On cardiac MRI, myocarditis can be diagnosed by using three tissue markers including edema, hyperemia/capillary leak, and necrosis/fibrosis (2, 4, 9). Edema can be evaluated by using T2W images, and is defined as a signal intensity ratio of > 2.0 between the myocardium (myo) and skeletal muscle (skm) (edema ratio = SImyo / SIskm). Hyperemia or capillary leak can be evaluated on early enhancement images within 5 minutes of administration of contrast media.
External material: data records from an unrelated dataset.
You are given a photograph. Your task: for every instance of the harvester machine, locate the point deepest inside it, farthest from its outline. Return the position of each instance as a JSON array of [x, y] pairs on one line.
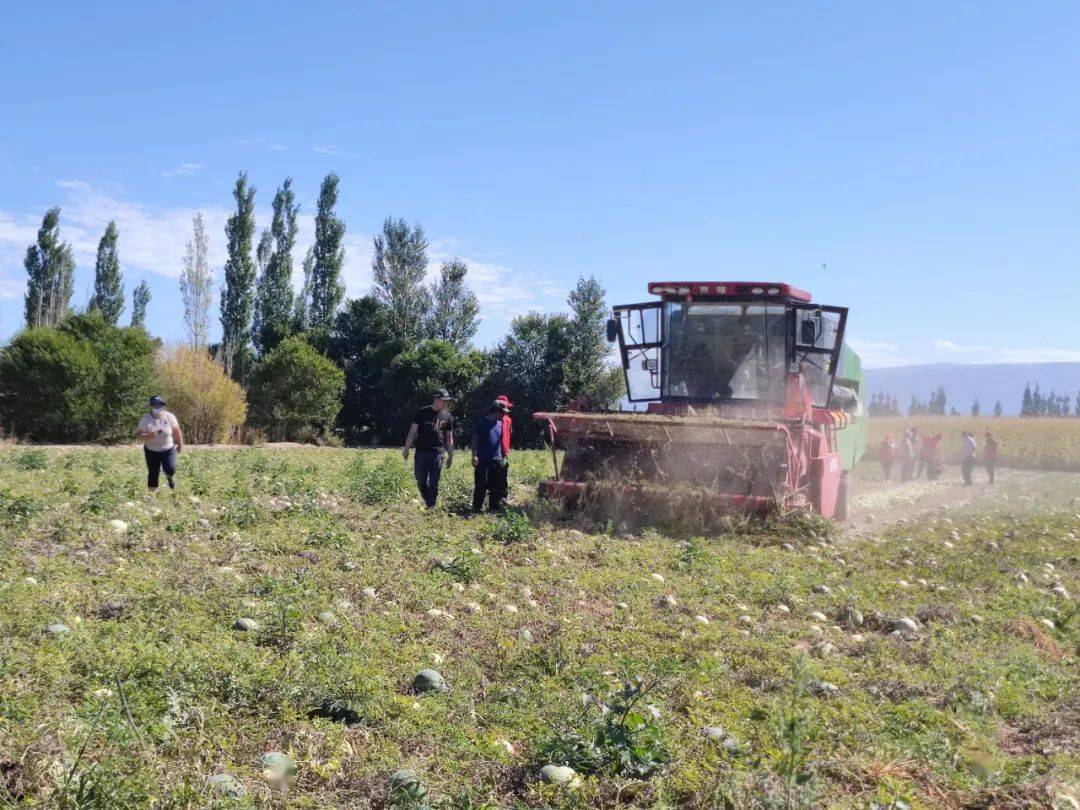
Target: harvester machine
[[742, 396]]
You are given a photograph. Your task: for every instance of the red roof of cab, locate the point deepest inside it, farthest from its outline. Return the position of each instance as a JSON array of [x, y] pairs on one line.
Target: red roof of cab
[[712, 288]]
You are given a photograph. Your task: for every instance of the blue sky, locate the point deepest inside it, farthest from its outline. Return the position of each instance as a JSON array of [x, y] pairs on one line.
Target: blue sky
[[916, 162]]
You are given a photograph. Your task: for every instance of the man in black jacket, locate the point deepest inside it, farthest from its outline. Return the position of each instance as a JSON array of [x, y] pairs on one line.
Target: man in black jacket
[[431, 434]]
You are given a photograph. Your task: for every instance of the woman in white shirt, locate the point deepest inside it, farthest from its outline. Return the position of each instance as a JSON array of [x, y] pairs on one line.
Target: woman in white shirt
[[162, 440]]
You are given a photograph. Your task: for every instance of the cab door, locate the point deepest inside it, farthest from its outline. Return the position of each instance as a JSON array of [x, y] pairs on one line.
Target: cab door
[[639, 331], [817, 336]]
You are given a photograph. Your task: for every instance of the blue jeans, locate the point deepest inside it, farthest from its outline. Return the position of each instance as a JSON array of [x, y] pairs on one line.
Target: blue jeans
[[428, 467], [158, 460]]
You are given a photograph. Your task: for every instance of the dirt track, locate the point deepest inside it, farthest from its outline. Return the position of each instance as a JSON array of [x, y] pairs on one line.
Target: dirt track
[[879, 503]]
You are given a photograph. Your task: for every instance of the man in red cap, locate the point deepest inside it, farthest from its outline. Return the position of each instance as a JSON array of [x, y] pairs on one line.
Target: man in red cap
[[508, 426]]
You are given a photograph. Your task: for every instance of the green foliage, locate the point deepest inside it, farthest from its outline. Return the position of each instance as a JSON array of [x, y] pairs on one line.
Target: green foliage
[[273, 306], [528, 366], [140, 299], [364, 345], [513, 527], [50, 386], [455, 311], [585, 367], [295, 392], [238, 293], [197, 285], [32, 460], [415, 374], [617, 737], [210, 406], [400, 265], [125, 356], [793, 725], [385, 482], [327, 257], [108, 296], [50, 271]]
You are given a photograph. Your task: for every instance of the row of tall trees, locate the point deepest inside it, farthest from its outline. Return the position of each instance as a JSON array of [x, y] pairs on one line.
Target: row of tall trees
[[50, 282], [310, 361], [1035, 403], [882, 404]]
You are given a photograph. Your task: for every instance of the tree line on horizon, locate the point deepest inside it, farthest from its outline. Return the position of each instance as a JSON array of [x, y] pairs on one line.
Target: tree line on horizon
[[301, 364], [1034, 403]]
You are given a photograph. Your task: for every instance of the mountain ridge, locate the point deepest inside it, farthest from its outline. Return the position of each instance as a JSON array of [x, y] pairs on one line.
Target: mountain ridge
[[964, 382]]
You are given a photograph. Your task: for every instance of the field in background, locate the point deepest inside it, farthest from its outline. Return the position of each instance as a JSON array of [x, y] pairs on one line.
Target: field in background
[[123, 682], [1028, 444]]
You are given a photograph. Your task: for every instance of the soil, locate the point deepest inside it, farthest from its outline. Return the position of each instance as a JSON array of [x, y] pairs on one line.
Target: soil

On early enhancement images, the signal intensity enhancement ratio between the myocardium and skeletal muscle represents the myocardial global relative enhancement ratio (REglobal) {REglobal = REmyo / REskm = ([postSImyo - preSImyo] / preSImyo) / ([postSIskm - preSIskm] / preSIskm)}. Hyperemia can be defined as a REglobal of more than 4.0, or an absolute myocardial enhancement of > 45%. Necrosis or fibrosis can be assessed on LGE images, and is defined as abnormal delayed myocardial enhancement without a vascular territory. When two or more of these criteria are positive, the accuracy of cardiac MR in diagnosing myocarditis is approximately 80% (2). The presence of a pericardial effusion and LV dysfunction are also suggestives of myocarditis (2, 9).

Cardiac MR has some limitations in diagnosing myocarditis, and the interpretation of these images can be particularly challenging when there is global myocardial involvement. Detecting edema on conventional T2WI could be limited by image quality and objective image interpretation (6), and global edema might be missed when the skeletal muscle is also inflamed. Global myocardial enhancement may also be confusing on LGE images due to incomplete myocardial nulling, or conversely, may be ignored due to diffuse myocardial nulling. Direct T1/T2 mapping can aid in the diagnosis of diffuse myocardial abnormalities by providing quantitative T1 or T2 values. T2 maps can detect myocardial edema without the limitations of T2WI even in cases of global involvement since the T2 map is objective and less sensitive to motion artifact, surface coil inhomogeneity, and subendocardial blood flows (6, 10). Verhaert et al. (6) reported that a T2 value of 62 ms may serve as an appropriate cutoff for the diagnosis of edema on T2 mapping. Pre-contrast T1 mapping can also detect myocardial edema similar as seen with T2 mapping (11). Using post-contrast T1 mapping, increased myocardial gadolinium accumulation can be evaluated, even in the setting of global enhancement. After injection of the contrast media, the post-contrast T1 value of the myocardium abruptly decreases, and then, continuously increases due to gadolinium washout, with normal myocardium consistently showing a higher T1 value than the LV cavity (12). Myocardial post-contrast T1 values that are similar to or lower than the LV cavity are indicatives of abnormal accumulation of gadolinium in the myocardium (12). Furthermore, the ECV fraction, as calculated by the pre-and post-contrast T1 values and the patient's hematocrit, can provide information regarding the presence or absence of extracellular expansion of the myocardium (8).

In this case, myocarditis with global LV involvement was diagnosed by CMR using quantitative T1 and T2 mapping. Pre-contrast T1 and T2 maps demonstrated diffuse myocardial edema with prolonged T1 and T2 values. Post-contrast T1 mapping revealed increased myocardial gadolinium accumulation as compared to the LV cavity. Additionally, the calculated ECV fraction indicated an abnormally expanded myocardial extracellular volume. By using quantitative T1 and T2 mapping, the diagnosis of myocarditis can be more easily made, even in cases with global myocardial involvement.